『MOUSE: やとわれの探偵 (MOUSE: P.I. For Hire)』の開発元 Fumi Games が明かす、Unity で 2D アニメーションと 3D の世界を融合させる手法

Apr 16, 2026|7 分
MOUSEのキーアート:P.I.Fumi Games、PlaySide Studiosが提供する有料コンテンツ。ヴィンテージのゴムホース風イラストで描かれた、擬人化された2匹のネズミの白黒画像。左側のネズミは銃とチーズの切れ端を持っている。右のマウスはスパナを持っています。

Fumi Games が Unity エディターの柔軟性と拡張性を活用して、古典的なゴムホースアニメーションのスタイルで一人称シューティングゲーム (FPS) を制作した方法を学ぼう。

課題:

54,000 以上の手描きスプライトの圧縮とメモリ制限を解決

プラットフォーム:

PC (Steam)、PlayStation®5、Nintendo Switch™ 2、Xbox Series X|S

開発拠点:

ポーランド、ワルシャワ

MOUSE: やとわれの探偵』のようなゲームは Unity で独特の外観をどのように実現しているのでしょうか。Fumi Games のデビュー作であるこの 一人称シューティング (FPS) では、プレイヤーは戦争の退役軍人で私立探偵のジャック・ペッパーとなり、腐敗した街マウスバーグで活躍します。このハードボイルドでフィルムノワールの世界観は、スタジオのアートディレクター、Michal Rostek 氏が描いた、ピンストライプのスーツを着たネズミがトミーガンを振るう絵から生まれました。これは、チームに、ゴムホースアニメーションスタイルの完全なゲームを作成するインスピレーションを与え、1930 年代の視覚的アプローチは、誇張された跳ね返り、伸び、圧縮によって定義されていました。

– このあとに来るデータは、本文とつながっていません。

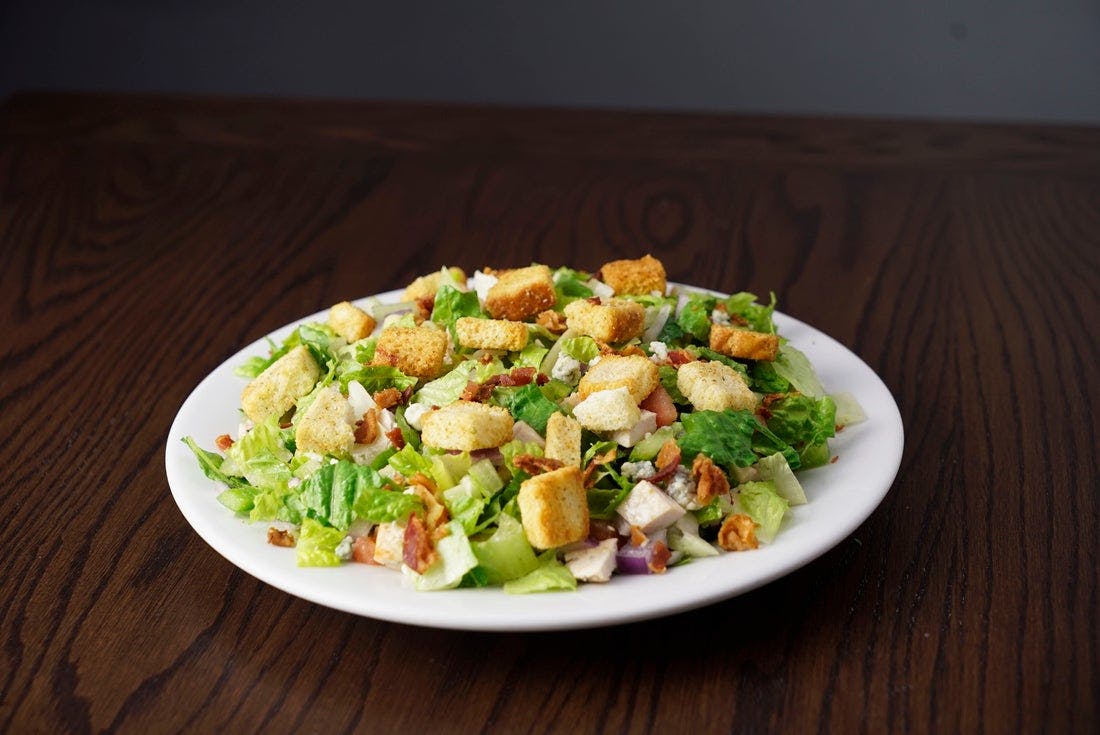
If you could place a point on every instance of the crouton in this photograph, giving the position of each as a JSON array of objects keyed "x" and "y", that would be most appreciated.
[
  {"x": 276, "y": 390},
  {"x": 608, "y": 410},
  {"x": 491, "y": 333},
  {"x": 427, "y": 285},
  {"x": 711, "y": 385},
  {"x": 350, "y": 321},
  {"x": 416, "y": 351},
  {"x": 638, "y": 374},
  {"x": 614, "y": 320},
  {"x": 553, "y": 507},
  {"x": 563, "y": 439},
  {"x": 520, "y": 294},
  {"x": 465, "y": 426},
  {"x": 744, "y": 343},
  {"x": 328, "y": 426},
  {"x": 649, "y": 507},
  {"x": 642, "y": 275}
]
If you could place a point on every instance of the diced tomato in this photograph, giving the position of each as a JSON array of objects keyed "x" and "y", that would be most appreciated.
[{"x": 660, "y": 403}]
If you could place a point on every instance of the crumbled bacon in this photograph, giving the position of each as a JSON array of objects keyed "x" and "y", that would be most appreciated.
[
  {"x": 396, "y": 438},
  {"x": 418, "y": 551},
  {"x": 517, "y": 376},
  {"x": 535, "y": 465},
  {"x": 710, "y": 480},
  {"x": 387, "y": 398},
  {"x": 552, "y": 321},
  {"x": 737, "y": 533},
  {"x": 362, "y": 550},
  {"x": 680, "y": 357},
  {"x": 659, "y": 560},
  {"x": 277, "y": 537},
  {"x": 366, "y": 428}
]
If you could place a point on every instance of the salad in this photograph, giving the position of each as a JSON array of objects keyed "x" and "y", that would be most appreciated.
[{"x": 532, "y": 428}]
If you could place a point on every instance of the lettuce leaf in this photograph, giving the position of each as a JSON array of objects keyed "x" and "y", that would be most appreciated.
[
  {"x": 549, "y": 576},
  {"x": 746, "y": 306},
  {"x": 763, "y": 504},
  {"x": 726, "y": 437},
  {"x": 317, "y": 545}
]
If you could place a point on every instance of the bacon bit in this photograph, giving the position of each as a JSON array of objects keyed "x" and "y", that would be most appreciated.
[
  {"x": 680, "y": 357},
  {"x": 362, "y": 550},
  {"x": 418, "y": 552},
  {"x": 552, "y": 321},
  {"x": 660, "y": 559},
  {"x": 737, "y": 533},
  {"x": 470, "y": 393},
  {"x": 534, "y": 465},
  {"x": 396, "y": 438},
  {"x": 366, "y": 428},
  {"x": 424, "y": 307},
  {"x": 518, "y": 376},
  {"x": 602, "y": 529},
  {"x": 710, "y": 480},
  {"x": 284, "y": 538},
  {"x": 435, "y": 513},
  {"x": 387, "y": 398}
]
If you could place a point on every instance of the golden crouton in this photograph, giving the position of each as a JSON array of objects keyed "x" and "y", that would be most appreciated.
[
  {"x": 615, "y": 320},
  {"x": 553, "y": 507},
  {"x": 491, "y": 333},
  {"x": 563, "y": 439},
  {"x": 744, "y": 343},
  {"x": 328, "y": 426},
  {"x": 350, "y": 321},
  {"x": 276, "y": 390},
  {"x": 427, "y": 285},
  {"x": 711, "y": 385},
  {"x": 639, "y": 276},
  {"x": 465, "y": 426},
  {"x": 608, "y": 410},
  {"x": 638, "y": 374},
  {"x": 416, "y": 351},
  {"x": 520, "y": 294}
]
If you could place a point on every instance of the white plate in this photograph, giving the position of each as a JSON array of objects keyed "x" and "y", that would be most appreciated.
[{"x": 842, "y": 496}]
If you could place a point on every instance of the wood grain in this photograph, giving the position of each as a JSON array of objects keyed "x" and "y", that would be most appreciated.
[{"x": 143, "y": 240}]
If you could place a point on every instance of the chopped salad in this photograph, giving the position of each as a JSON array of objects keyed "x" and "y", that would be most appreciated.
[{"x": 532, "y": 428}]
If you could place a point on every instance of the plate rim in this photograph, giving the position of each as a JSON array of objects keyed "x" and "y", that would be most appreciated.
[{"x": 447, "y": 609}]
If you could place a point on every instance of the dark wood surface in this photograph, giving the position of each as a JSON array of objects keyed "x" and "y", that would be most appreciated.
[{"x": 143, "y": 241}]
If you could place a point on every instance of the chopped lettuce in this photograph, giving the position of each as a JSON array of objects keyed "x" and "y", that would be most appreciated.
[
  {"x": 506, "y": 555},
  {"x": 317, "y": 545},
  {"x": 694, "y": 318},
  {"x": 549, "y": 576},
  {"x": 580, "y": 348},
  {"x": 759, "y": 316},
  {"x": 726, "y": 437},
  {"x": 792, "y": 365},
  {"x": 763, "y": 504},
  {"x": 527, "y": 404}
]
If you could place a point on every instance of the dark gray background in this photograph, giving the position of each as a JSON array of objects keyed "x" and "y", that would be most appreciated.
[{"x": 1023, "y": 59}]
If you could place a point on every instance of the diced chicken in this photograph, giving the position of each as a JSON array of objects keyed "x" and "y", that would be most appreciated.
[
  {"x": 629, "y": 437},
  {"x": 649, "y": 508},
  {"x": 594, "y": 563}
]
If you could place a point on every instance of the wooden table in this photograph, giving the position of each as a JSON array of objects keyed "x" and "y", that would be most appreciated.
[{"x": 144, "y": 240}]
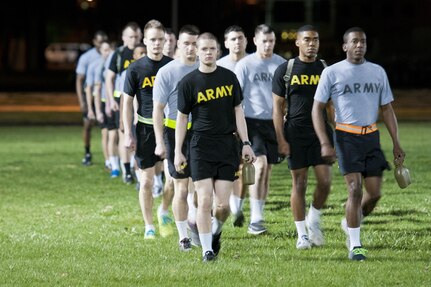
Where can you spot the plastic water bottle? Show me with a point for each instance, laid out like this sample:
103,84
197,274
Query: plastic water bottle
402,175
247,173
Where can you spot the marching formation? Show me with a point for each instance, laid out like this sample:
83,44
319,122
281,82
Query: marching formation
170,108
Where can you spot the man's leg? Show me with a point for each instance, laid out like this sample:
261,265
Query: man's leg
323,186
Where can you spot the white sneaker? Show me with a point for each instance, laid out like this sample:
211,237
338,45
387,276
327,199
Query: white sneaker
346,231
303,243
315,232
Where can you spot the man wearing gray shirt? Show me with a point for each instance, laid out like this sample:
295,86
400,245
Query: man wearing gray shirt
358,89
255,73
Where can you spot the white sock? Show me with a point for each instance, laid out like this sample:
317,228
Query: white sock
300,228
114,160
314,214
149,227
234,203
191,216
206,241
182,229
216,226
355,237
158,180
256,208
161,211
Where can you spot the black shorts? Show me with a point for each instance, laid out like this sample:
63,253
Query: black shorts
116,115
145,146
213,157
305,150
263,138
360,153
169,136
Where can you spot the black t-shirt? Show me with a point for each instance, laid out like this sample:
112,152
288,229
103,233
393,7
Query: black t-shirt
126,59
303,84
211,98
140,81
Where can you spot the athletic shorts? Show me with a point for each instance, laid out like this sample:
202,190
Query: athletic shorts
305,150
213,157
264,141
145,146
360,153
169,135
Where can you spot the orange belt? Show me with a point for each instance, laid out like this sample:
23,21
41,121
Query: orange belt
359,130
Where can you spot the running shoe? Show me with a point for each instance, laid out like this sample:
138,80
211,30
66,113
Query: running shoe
86,161
209,256
256,228
238,219
358,253
185,244
150,234
216,244
193,234
303,243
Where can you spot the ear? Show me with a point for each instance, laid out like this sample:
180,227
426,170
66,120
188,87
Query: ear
344,47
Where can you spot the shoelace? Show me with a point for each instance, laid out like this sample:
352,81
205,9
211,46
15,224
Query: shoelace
359,251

Fumi Games は、このスタイルをプレイ可能なゲームで再現することは難しいと認識していましたが、彼らの懸命な努力はすぐに報われました。早期プレビュー『MOUSE: やとわれの探偵』のその独特な外観により瞬く間に拡散し、発売前に 160 万人のプレイヤーがゲームをウィッシュリストに追加しました。

『MOUSE: やとわれの探偵』 の美学を達成するには、手描き 2D アートと 3D 環境の巧妙な組み合わせ、カスタマイズされた技術パイプライン、そしてコア FPS メカニクスへの革新的なアプローチが必要でした。Fumi Games が武器のクリッピング、描画コール、アセットの圧縮などの問題を解決し、PC とコンソールで高性能な体験をリリースした方法を見てみましょう。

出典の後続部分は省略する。